Court name
High Court of Uganda
Case number
Civil Suit 1152 of 1998
Judgment date
9 July 2012

Wekhaso & 5 Ors v Diary Corporation (Civil Suit 1152 of 1998) [2012] UGHC 134 (09 July 2012);

Cite this case
[2012] UGHC 134

                                                THE REPUBLIC OF UGANDA



CIVIL SUIT NO. 1152 OF 1998





4. MUSINGUZI ROBERT                          :::::::::::::::::::::::::::::::::::::::: PLAINTIFFS




THE DIARY CORPORATION :::::::::::::::::::::::::::::::::::::::::::::::::::: DEFENDANT




The plaintiffs numbering six are former employees of the Diary Corporation which at the time of their employment was a parastatal created by an Act of Parliament. Their contracts were terminated under the ordinary standing regulations instead of the retirement scheme that had been designed around 1993 where various staff were paid meaningful retirement package in preparation for the corporation’s subsequent privatisation. It was during the subsistence of this suit that the diary corporation was eventually privatised wherein the diary corporation, now the defendant took over its liabilities. The plaintiffs claim is that they should have been paid the same retirement package.

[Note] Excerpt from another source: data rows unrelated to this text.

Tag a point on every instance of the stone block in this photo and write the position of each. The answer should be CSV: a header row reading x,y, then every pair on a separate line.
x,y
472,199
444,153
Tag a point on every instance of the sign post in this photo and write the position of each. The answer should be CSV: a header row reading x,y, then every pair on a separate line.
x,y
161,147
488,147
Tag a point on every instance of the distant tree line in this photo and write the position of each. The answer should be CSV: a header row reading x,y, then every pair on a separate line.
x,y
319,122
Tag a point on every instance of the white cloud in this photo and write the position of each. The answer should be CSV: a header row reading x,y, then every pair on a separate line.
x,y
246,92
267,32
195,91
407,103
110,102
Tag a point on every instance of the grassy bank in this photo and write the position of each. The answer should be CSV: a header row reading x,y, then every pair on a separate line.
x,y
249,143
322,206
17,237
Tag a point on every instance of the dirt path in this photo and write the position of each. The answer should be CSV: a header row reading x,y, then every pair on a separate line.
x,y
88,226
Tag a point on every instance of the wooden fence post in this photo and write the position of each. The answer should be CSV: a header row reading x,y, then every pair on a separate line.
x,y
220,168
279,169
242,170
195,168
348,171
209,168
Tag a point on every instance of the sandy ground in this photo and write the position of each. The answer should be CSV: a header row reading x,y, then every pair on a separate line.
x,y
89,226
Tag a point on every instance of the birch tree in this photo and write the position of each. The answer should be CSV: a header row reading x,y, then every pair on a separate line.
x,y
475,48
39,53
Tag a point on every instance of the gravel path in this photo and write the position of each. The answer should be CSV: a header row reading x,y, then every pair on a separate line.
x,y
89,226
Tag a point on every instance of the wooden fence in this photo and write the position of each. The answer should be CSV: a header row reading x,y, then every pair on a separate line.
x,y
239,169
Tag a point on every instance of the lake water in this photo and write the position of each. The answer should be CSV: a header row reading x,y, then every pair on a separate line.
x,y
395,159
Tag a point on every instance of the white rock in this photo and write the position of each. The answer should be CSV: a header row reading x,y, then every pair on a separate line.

The defendant however denied the plaintiffs’ claim and contended that the plaintiffs were not entitled to be retired and paid under the said scheme and some of the claims under the standing orders maintaining that the plaintiffs were paid their due terminal benefits.


At scheduling, the parties agreed that;

  1.  all the plaintiffs were employees of the defendant
  2. The salary scales claimed by the plaintiffs  are not denied
  3. The plaintiffs ceased to be employees of the defendant between 1995 and 1996
  4. The services of the plaintiffs were terminated by the defendants
  5. Fred Wekhaso, 1st plaintiff was appointed on 31.101983 and confirmed on 11.2.1983. His probation and/temporary and confirmation appointment was tendered as an exhibit and marked Exh. PVII. His services were terminated on 9th February 1996 because the handling of Corporation crates which was his brief as a Clerical Officer became the responsibility of the supervisor. His termination letter was tendered as Exh. P.I
  6. Christopher Semakula, 2nd plaintiff was appointed with effect from 1.05.1983 (no probationary appointment in this case) as a general hand and later designated watchman on 23.05.1994. His latter of appointment was tendered as Exh. PVIII. At the time his services were terminated on 15.12.1995 he was a night watchman at Rwashamaire Depot. His services were terminated because the security situation had improved and the corporation carried our financial transactions through the Bank. The letter of termination was exhibited as Exh. PII.
  7. Senjuba Erisa, 3rd plaintiff was appointed with effect from 2.02.1984. The letter of his temporary appointment was tendered as Exh. PIX. His services were terminated with effect from 27.12.1995 vide his letter tendered as Exh. PIII. No reason was given for termination.
  8. Robert Musinguzi, 4ht plaintiffs was appointed on 8.11.1999 without any temporary appointment. Letter of appointment was tendered as Exh. PX. His services were terminated with effect from 15.12.1995 on the ground that security situation had improved and all financial transactions were done through Banking at Buremba, Mbarara. His termination letter was Exh. PIV.
  9. Masajja 5th plaintiffs was appointed on 27.09.1976 on temporary terms as was allegedly confirmed. He claims that his documents were looted in 1999 and so could not tender them. His services were terminated on 29.12.1995. No reasons were given for termination. Termination letter is Exh. PV.
  10. Margaret Kakiiza, 6th was confirmed on 21.09.1973. Letter of confirmation is Exh. PXII. He services were terminated with effect from 22.11.1995. No reasons were given for her termination.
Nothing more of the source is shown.